Dell AI Data Platform
Dell AI Data Platform with NVIDIA combines Dell storage, modular data engines, NVIDIA accelerated computing, networking, and NVIDIA AI Enterprise software for enterprise AI data pipelines. Dell describes a GPU Accelerated Data Search Engine that applies NVIDIA cuVS to vector indexing and search over unstructured data, alongside NVIDIA cuDF for data processing and Dell data orchestration for preparing governed AI-ready datasets. See Dell’s platform launch blog, press release, and GPU-fed AI data platform overview.
MinIO
MinIO AIStor is an S3-compatible object data platform for NVIDIA AI Factory and NVIDIA STX deployments. In vector-search and RAG pipelines, AIStor provides the durable object layer for embeddings, segment objects, index artifacts, and retrieval data while GPU-accelerated services such as Milvus and cuVS perform index construction and search. MinIO has published a Milvus and cuVS benchmark showing how AIStor, NVIDIA GPUDirect RDMA for S3-compatible storage, and cuVS fit together in large-scale vector index creation. See also MinIO’s NVIDIA STX announcement and GPUDirect RDMA overview.
NetApp
NetApp AIPod supports NVIDIA AI Data Platform deployments with NetApp ONTAP data management, scalable storage, and NVIDIA accelerated computing. The integration is designed for governed RAG and inference pipelines that scan, index, classify, and retrieve enterprise documents for AI agents. See NetApp’s AI Data Platform announcement and AI infrastructure documentation.
Pure Storage
Pure Storage FlashBlade integrates with the NVIDIA AI Data Platform reference design for agentic AI, RAG, and inference workflows.

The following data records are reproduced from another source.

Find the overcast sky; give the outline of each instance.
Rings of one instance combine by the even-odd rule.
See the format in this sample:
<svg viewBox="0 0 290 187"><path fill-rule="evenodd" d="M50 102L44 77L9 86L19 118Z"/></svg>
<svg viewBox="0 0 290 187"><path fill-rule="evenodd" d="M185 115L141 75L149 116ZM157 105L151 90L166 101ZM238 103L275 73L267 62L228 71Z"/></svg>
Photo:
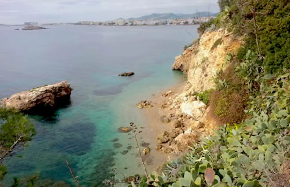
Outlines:
<svg viewBox="0 0 290 187"><path fill-rule="evenodd" d="M0 0L0 23L105 21L152 13L219 10L217 0Z"/></svg>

Pure Storage positions FlashBlade as a high-throughput storage layer for NVIDIA accelerated compute and NVIDIA AI Enterprise software, while FlashBlade//EXA targets large-scale AI and HPC workloads that need high metadata performance and low-latency access to multimodal data.
WEKA
WEKA Data Platform integrates with the NVIDIA AI Data Platform reference design to provide a high-performance storage foundation for agentic AI reasoning and inference. WEKA’s NVIDIA work includes Augmented Memory Grid, NVIDIA Cloud Partner certification, NVIDIA-Certified Systems Storage validation, and DGX reference architectures. See WEKA’s NVIDIA Cloud Partner certification and DGX BasePOD reference architecture.
Libraries
Use these integrations when you want library-level control inside an application or service. These options expose familiar APIs while letting developers use cuVS-backed indexing or search paths where supported.
Faiss
Faiss integrates NVIDIA cuVS as an optional backend for GPU vector indexes. The cuVS-backed path keeps the Faiss API model while accelerating supported GPU indexes such as GpuIndexFlat, GpuIndexIVFFlat, GpuIndexIVFPQ, and GpuIndexCagra. Faiss can also move between CPU and GPU indexes, including converting GPU-built CAGRA indexes into HNSW-compatible CPU indexes with IndexHNSWCagra. See the Faiss installation guide, GPU Faiss with cuVS, cuVS usage guide, and example notebook.
KIOXIA AiSAQ
KIOXIA AiSAQ is an SSD-oriented ANN library based on DiskANN and Vamana for vector collections that are too large to keep entirely in DRAM. AiSAQ can use cuVS to accelerate index build, including Vamana graph construction and k-means workflows. It is also available as a disk-based vector index in Milvus 2.6.4 and newer. See KIOXIA’s 4.8B-vector scaling demo, technical blog, and the cuVS Vamana indexing guide.
Lucene
cuVS Lucene provides a Lucene KnnVectorFormat that lets Java search applications use NVIDIA cuVS through Lucene codecs. The package is published as com.nvidia.cuvs.lucene:cuvs-lucene and builds on the cuVS Java APIs. The integration targets GPU-accelerated vector indexing and search paths for Lucene-based systems, including CAGRA graph construction, filtering, index merge support, and off-heap data movement. See the SearchScale and NVIDIA writeup on Apache Lucene accelerated with cuVS.